Dans la galaxie des retraites de luxe, rares sont les lieux capables de conjuguer à ce point art, nature et hospitalité. Le Domaine des Andéols, perché sur les hauteurs de Saint-Saturnin-lès-Apt, ne se contente pas de recevoir : il compose une expérience. Une vision, imaginée par le metteur en scène Olivier Massart et sa compagne Patrizia Pilloti, où chaque maison, chaque arbre et chaque plat semblent pensés pour suspendre le temps.
Domaine des Andéols : Table Entre Ischia Et Le Luberon
Ici, pas de réception standard ni de design interchangeable. Le Domaine est un véritable hameau d’art et de vie, étendu entre collines, oliveraies et champs de lavande. Les huit Suites Nature et onze Maisons indépendantes forment une constellation de refuges intimes, chacun avec son identité propre, entre matériaux bruts, design contemporain et œuvres d’art originales.

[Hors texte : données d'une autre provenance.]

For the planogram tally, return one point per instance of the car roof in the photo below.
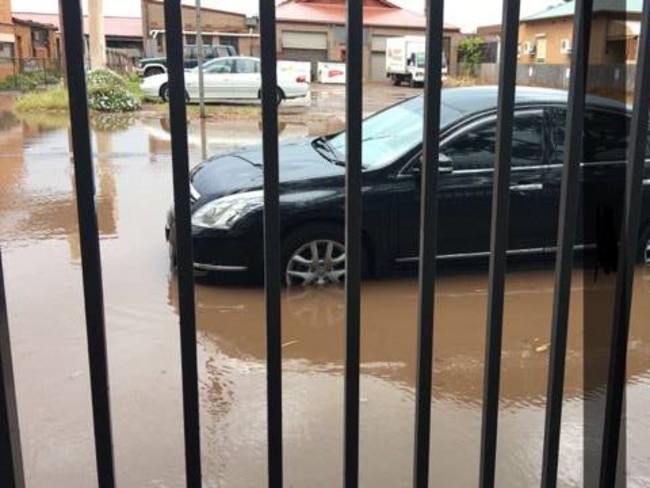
(472, 99)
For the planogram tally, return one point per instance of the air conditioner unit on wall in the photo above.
(529, 48)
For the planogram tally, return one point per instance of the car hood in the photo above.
(243, 170)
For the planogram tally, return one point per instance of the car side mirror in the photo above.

On passe de l’ombre d’un platane centenaire à la lumière dorée d’un salon signé, où une photographie côtoie une sculpture monumentale. L’ensemble compose une sorte de musée habitable, résolument vivant. Une esthétique sans ostentation, où l’art s’infuse dans le quotidien.
Derrière la cuisine, Vincenzo Regine. Originaire d’Ischia, le chef insuffle à la carte une respiration méditerranéenne. Sa signature ? Des produits ultra-locaux sublimés par des gestes italiens. Potager bio, herbes cueillies sur place, huile d’olive maison, vins du Luberon… Chaque plat est une déclaration d’amour à la saison.

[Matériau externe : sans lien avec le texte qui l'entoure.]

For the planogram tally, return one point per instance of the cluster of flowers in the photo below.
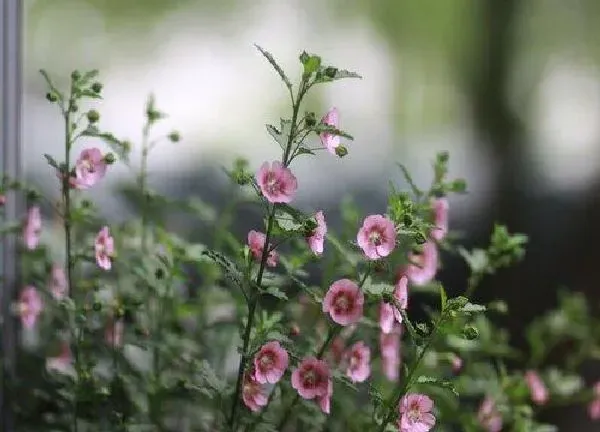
(90, 168)
(344, 302)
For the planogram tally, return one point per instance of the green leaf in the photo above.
(51, 161)
(278, 68)
(427, 380)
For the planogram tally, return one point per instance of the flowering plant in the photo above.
(131, 327)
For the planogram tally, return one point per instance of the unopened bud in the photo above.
(341, 151)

La promesse : une cuisine sensorielle, lisible, sincère. On peut y déjeuner sous un arbre bicentenaire ou diner sous les étoiles. Et pour ceux qui souhaitent aller plus loin, le chef propose des ateliers immersifs pour découvrir les dessous de sa création.

Le Domaine cultive un art de vivre lent. Le spa, intime et silencieux, propose soins, yoga et rituels inspirés des traditions locales. Au lever du soleil, la lumière traverse les baies vitrées et inonde les espaces. Une expérience de reconnexion profonde, à soi comme au paysage.

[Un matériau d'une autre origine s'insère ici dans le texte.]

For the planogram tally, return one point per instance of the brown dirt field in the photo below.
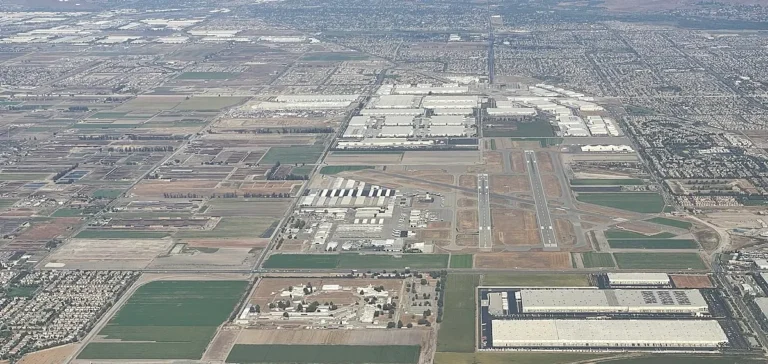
(49, 230)
(691, 281)
(222, 344)
(524, 260)
(468, 181)
(334, 337)
(466, 202)
(509, 184)
(565, 233)
(551, 186)
(434, 234)
(517, 160)
(54, 355)
(514, 227)
(545, 162)
(467, 220)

Les activités prolongent cette philosophie : balades à vélo, dégustations de vins et d’huiles, exploration des villages perchés, descentes de la Sorgue, excursions en montgolfière. Ici, le luxe ne se mesure pas en superficie, mais en intensité de perception.
Régulièrement, le Domaine accueille des résidences d’artistes. Peintres, penseurs, photographes y viennent puiser une inspiration nouvelle, au contact de la nature et du silence. L’art n’est pas décoratif, il est constitutif du lieu. Le Bassin des Sculptures en est le manifeste : une galerie à ciel ouvert où les œuvres dialoguent avec les arbres, le ciel, les ombres.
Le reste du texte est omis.